The scene opened yesterday in a street outside the Royal Opera House in Covent Garden, central London, with Duncan Meadows performing his entertainment, this time dressed as a Roman centurion. Meadows, a regular busker, was covered in silver body paint, wearing a “skirt” and waving a plastic sword while standing on a box.
It was an act he has performed many times over the past four years, making Meadows one of the characters of the neighbourhood and a tourist attraction.
Tomorrow, however, the busker will turn star of the stage inside the opera house, which attracts world class directors and performers. Meadows, 35, will appear in a new production of Richard Strauss’s Salome, where he will take centre stage at the end as the executioner, chopping off the head of John the Baptist before handing it to Salome.
How did a busker capture the spotlight inside Covent Garden? The transformation began when Meadows, a body builder and former Mr Wales, was spotted in the piazza outside the opera house by David McVicar, one of the world’s best opera directors.
“I saw him outside and thought that he had just the right body for the part,” said McVicar. “But he also had the ability to move well, and, particularly importantly, to stand still, which is necessary for the role of the executioner as for much of the time he is stationary in the crowd.”
McVicar was coy about going up to Meadows in the street. “So I asked a colleague here at the Opera House to sound him out. Even so I actually wondered if that approach might have made Duncan think he was being picked up.”
Meadows said he might be interested in the role, but that he was due to fly to the West Coast of America: the winter weather there was more conducive to posing in a skirt with a plastic sword.
Chance intervened again when McVicar saw Meadows at a gym after he had returned from America.
“He was without his make-up this time,” said the opera director, who has worked at Glynde-bourne, the Salzburg Festival and with Scottish Opera as well as at Covent Garden. Again Meadows, who is 6ft 2in and weighs 16 stone, was sounded out about the role.
However, there was a possible snag. Though the executioner would be on stage for most of the opera dressed in a greatcoat, at the end he was to be naked while performing the decapitation of John.
“I had some doubts about this for about 30 seconds,” said Meadows, who had never been to an opera let alone appeared in one. “But then I thought ‘well, why not?’.”
Once he landed the part, he went to a couple of productions to get a feel for operatic style.
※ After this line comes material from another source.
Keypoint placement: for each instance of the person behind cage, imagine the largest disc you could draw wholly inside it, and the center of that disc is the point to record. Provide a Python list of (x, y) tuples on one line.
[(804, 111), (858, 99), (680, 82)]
Last Thursday he made his debut in the production’s opening night, which garnered good reviews. Meadows was delighted with the experience. “It was incredible,” he said.
McVicar defends both his unusual casting technique and his decision for Meadows to appear naked during the last part of Salome. “He just seemed to have the right physique, presence and look,” he said. “I also thought it was right for him to be naked because his body would show up better the blood from the head he has just cut off. Also there is the erotic side with Salome.”
However, it’s not entirely a rags-to-riches story for Meadows. On a good day as a centurion in the piazza he can make up to £400 whereas his weekly fee inside the Royal Opera House is just £300.
So yesterday he had come down to earth and was putting on his centurion’s uniform again. A couple of women came up to him on his box in the afternoon.
“Weren’t you in Salome the other night?” they asked. Meadows just smiled.